Long-Term Implications of Untreated Demodex Blepharitis


Dr Starr addresses long-term consequences associated with nontreatment of Demodex blepharitis.

Christopher Starr, M.D., FACS: Demodex blepharitis can lead to a lot of long-term ocular health issues and, in very rare cases, potential blindness. (That) is one of those extreme headline-grabbing words — blindness. You can make the argument that that it’s rare, but a potentially real risk. Blepharitis is a term that gets thrown around very liberally among eye care providers. All blepharitis really means is Latin for inflammation of the eyelids, which is very nonspecific. Anterior blepharitis, posterior blepharitis are two ways that we split it, and Demodex blepharitis is probably the most common cause of anterior blepharitis. And there are studies that actually show that. That’s usually due to Demodex folliculorum. Then there’s posterior blepharitis, which is often what we would call meibomian gland dysfunction (MGD). There’s a form of Demodex that’s also related to that, and that’s Demodex brevis. Both of these forms of blepharitis can lead to long-term ocular health issues. We talked about chalazion and hordeolum, evaporative dry eye from MGD, loss of eyelashes and all of the ramifications of losing eyelashes and what that does to the ocular surface as well as the vulnerability of the ocular surface when you lose your eyelashes. In rare cases, that can all lead to preseptal or orbital cellulitis, where the eyelids get very infected, and that infection can spread to the back of the eye.

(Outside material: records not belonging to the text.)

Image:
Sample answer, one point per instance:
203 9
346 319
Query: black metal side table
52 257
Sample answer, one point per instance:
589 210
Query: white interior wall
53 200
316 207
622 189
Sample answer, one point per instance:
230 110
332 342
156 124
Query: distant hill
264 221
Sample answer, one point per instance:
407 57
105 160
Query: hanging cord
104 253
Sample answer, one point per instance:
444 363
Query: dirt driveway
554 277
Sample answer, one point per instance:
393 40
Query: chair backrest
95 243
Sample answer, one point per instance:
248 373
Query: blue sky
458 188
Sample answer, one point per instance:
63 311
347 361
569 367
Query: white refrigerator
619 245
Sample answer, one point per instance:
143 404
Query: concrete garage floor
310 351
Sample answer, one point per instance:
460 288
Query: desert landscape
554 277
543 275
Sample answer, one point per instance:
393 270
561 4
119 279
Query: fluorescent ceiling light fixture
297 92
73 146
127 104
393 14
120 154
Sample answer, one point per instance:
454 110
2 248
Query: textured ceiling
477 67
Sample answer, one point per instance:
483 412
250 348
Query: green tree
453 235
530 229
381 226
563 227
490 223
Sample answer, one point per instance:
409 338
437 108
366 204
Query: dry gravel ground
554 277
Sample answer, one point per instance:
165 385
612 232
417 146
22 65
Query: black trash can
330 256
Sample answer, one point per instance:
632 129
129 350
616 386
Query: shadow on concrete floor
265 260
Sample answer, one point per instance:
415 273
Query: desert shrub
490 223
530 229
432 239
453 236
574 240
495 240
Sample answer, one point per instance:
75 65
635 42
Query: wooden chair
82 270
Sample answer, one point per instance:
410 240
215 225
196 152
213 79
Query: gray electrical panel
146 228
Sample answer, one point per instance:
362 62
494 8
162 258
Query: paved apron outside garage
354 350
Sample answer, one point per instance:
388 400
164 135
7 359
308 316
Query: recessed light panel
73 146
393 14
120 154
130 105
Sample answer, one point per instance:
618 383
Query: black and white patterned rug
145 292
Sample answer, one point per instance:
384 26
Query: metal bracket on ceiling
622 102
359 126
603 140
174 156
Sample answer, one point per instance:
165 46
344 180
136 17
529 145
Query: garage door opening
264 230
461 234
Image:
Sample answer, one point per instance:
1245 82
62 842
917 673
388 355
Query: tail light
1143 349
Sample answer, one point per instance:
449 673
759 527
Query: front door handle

When there is blepharitis from Demodex — really, any form of blepharitis, but in this case Demodex, and the chronic inflammation that is associated with inflammation of the eyelids — well, that can also lead to ocular surface issues like pterygium or pinguecula. I’ve seen punctal stenosis in patients with excessive epiphora or tearing from that punctal stenosis from the inflammation of the ocular surface, and then other things like (staphylococcal) marginal keratitis, which we often associate with bacterial blepharitis, but when there’s Demodex there’s usually bacteria, too, and these things go hand in hand. So you get this vicious cycle and circle of inflammation of the ocular surface, which then leads to these other things. We talked about blindness, and I would make the argument that the risk of blindness can be very real. I would say that’s mostly in the area of intraocular surgery…. I’ve worked very hard on a publication with the ASCRS (American Society of Cataract and Refractive Surgery) cornea clinical committee that we published a few years ago, where we looked at the effect of the ocular surface on cataract surgery and the risks involved with ocular surface disease, including blepharitis and Demodex blepharitis, and the implications with cataract surgery in particular. But all forms of ocular surgery pertain.

We know that when there’s Demodex blepharitis, there is often bacterial overload as well. And that bacteria generally tends to be the (staphylococcal) and (streptococcal) gram-positive bacteria. Those are the same bacteria that lead to one of the most horrific complications of cataract surgery, which is endophthalmitis. If you see Demodex blepharitis, anterior blepharitis or collarettes prior to surgery, you have a pretty good idea that there’s an extra load of bacteria on those lids. And it behooves you as the surgeon to reverse that, to treat it aggressively prior to not only finalizing your ocular surgery measurements, but certainly before making any incisions and doing the surgery itself. God forbid endophthalmitis occurs after surgery from bacteria, and usually it’s not Demodex but rather it’s the bacteria that go hand in hand with Demodex that causes the infection. But yes, in a lot of those cases, probably the majority of (patients in those) cases do end up legally blind. We have to do everything we can to prevent that from happening.